Uncommon commons: In more than 30 years in
sportscards publishing I have thrown hundreds of notes into files about the
players – usually non-star players – who made up the majority of the baseball
and football cards I collected as a kid. Today, I keep adding to those files as
I peruse microfilms of The Sporting News from the 1880s through the
1960s. I found these tidbits brought some life to the player pictures on those
cards. I figure that if I enjoyed them, you might too.
Dozens of professional athletes, including major league
baseball players, were shown they were not in the big leagues when it came to
slimy Chicago politics in 1963 when their investments in “slum” real estate
went south, leaving them holding the bag for up to a reported one million dollars.
The ballplayers were among the backers of Consolidated
Investment Associates, an Illinois corporation that fell into receivership in
early 1963.
That company owned or controlled 22 buildings in what a Chicago
newspaperman termed “various Chicago slum areas.” CIA was headed by R. Patrick
Wagner, who the reporter described as a “pal of many major leaguers.” The
company was formed around 1957.
Wagner reportedly induced many of those ballplayers to put
money into his corporation and, for a time, came through with the promised 20
percent annual dividends.
Then, as the 1962 baseball season was drawing to a close,
Wagner went incommunicado, leaving the players in the dark as to the state of
their investments.
Louis Wexler, an assistant corporation counsel for the City
of Chicago, was in charge of prosecuting building violations cases against
Wagner’s CIA. At one time city building inspectors reportedly found a total of
2,693 violations in 18 of the 22 buildings owned by CIA.
In late February, 1963, Wexler said, “It now appears that
investments made in Wagner’s companies are a total loss.”

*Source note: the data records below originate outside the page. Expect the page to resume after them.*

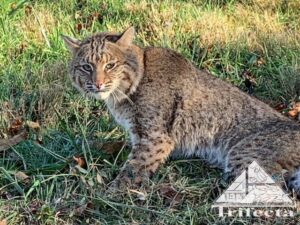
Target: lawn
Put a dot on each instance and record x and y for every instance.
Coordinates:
(70, 148)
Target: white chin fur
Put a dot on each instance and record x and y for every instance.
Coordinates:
(100, 95)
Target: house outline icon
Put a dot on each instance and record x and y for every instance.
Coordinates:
(254, 188)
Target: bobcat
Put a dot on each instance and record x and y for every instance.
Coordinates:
(171, 108)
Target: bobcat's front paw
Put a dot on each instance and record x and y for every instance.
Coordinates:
(128, 179)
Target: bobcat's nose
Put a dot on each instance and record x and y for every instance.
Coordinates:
(99, 84)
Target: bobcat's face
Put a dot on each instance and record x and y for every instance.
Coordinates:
(103, 65)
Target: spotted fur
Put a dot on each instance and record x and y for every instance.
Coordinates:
(169, 107)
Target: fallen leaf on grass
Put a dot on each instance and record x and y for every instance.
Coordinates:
(32, 125)
(7, 143)
(140, 195)
(172, 196)
(3, 222)
(22, 177)
(280, 107)
(15, 126)
(80, 162)
(294, 111)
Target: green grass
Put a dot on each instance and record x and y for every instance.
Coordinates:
(226, 37)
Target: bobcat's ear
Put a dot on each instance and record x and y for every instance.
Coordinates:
(127, 37)
(71, 43)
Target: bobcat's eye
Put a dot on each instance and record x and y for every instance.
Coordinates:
(110, 66)
(87, 68)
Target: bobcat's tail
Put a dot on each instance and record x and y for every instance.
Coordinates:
(294, 182)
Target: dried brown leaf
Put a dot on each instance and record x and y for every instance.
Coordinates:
(22, 177)
(81, 162)
(15, 126)
(171, 194)
(7, 143)
(32, 125)
(295, 110)
(3, 222)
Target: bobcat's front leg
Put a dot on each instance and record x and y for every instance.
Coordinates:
(147, 154)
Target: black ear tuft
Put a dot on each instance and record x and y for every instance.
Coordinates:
(113, 38)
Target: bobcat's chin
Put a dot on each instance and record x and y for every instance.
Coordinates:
(100, 95)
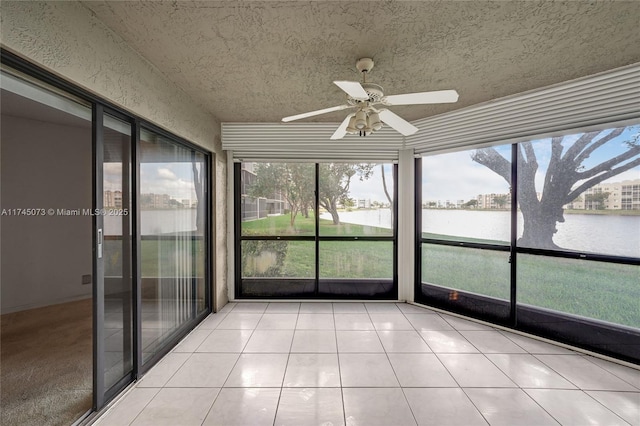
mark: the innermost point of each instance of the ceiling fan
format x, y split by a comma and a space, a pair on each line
369, 101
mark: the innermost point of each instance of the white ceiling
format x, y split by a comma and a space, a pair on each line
259, 61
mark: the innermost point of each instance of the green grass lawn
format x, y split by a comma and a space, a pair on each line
281, 225
599, 290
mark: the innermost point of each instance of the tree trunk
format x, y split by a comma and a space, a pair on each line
539, 227
334, 215
386, 192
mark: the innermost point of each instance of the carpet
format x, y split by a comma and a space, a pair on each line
46, 362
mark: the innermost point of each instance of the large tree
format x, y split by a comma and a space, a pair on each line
335, 179
567, 177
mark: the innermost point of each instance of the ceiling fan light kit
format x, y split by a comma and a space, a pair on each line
366, 96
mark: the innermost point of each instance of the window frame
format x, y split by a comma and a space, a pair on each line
317, 282
588, 333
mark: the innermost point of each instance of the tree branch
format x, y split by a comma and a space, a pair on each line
596, 180
609, 164
597, 144
490, 158
556, 160
580, 144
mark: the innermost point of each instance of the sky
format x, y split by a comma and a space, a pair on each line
452, 176
455, 176
175, 179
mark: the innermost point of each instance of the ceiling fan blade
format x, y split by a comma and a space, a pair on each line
318, 112
398, 123
353, 89
342, 129
436, 97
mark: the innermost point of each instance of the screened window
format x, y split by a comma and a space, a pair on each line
315, 230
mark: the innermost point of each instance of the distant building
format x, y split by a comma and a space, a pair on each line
155, 201
494, 201
363, 204
112, 199
623, 195
257, 207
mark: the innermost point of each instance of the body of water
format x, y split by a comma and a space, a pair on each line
604, 234
156, 222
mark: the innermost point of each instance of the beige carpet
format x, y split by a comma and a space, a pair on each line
46, 364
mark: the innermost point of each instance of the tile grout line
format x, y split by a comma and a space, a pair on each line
284, 375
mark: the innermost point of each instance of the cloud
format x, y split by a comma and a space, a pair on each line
167, 174
372, 188
455, 176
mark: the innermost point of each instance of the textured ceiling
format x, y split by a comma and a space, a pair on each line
262, 60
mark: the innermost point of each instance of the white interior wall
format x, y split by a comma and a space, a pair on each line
68, 40
44, 165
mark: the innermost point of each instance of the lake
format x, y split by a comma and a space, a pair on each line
604, 234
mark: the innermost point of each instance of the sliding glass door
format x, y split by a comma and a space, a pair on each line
114, 291
173, 229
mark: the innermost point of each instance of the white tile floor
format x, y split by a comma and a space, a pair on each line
372, 364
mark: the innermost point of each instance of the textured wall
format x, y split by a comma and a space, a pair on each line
258, 61
65, 38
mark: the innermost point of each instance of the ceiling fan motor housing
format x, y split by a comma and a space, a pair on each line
364, 64
373, 90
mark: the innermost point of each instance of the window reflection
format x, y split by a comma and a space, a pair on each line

In his defense, Wagner was quoted as saying that “pressure
men” had brought down his real estate venture. “There are 150,000 buildings
like ours in the city, and we own 22 of them. It should seem obvious that we
are the victims of harassment.”
The slumlord blamed the University of Chicago for his
plight. “The university did not want buildings in this area repaired,” he
charged. “The university wanted them torn down so the tenants would be driven
into other neighborhoods.”
Wagner seems to have been able to induce the ballplayers and
other investors into putting up money in a “sure thing.” Rentals of from $65 to
$100 a month in the dilapidated buildings were being paid not by individual
tenants, but by the Cook County welfare department, insuring a continued
revenue stream.
While most of the ballplayer investors preferred to keep
their involvement under wraps, CIA corporation papers at the time showed Walt
Dropo, recently retired 13-year major league veteran, as executive vice-president, with Billy Pierce, Ken Boyer, Bob
Shaw, Jimmie Dykes and Jim Rivera listed as members of the board of directors.
Two of the players, cited anonymously in an article by Jim
Enright in the March 2, 1963, issue of The
Sporting News, said they had lost $5,000 each in the venture. The headline
on the TSN article was, “Slum-Property Deal Backfires on Ball Players”.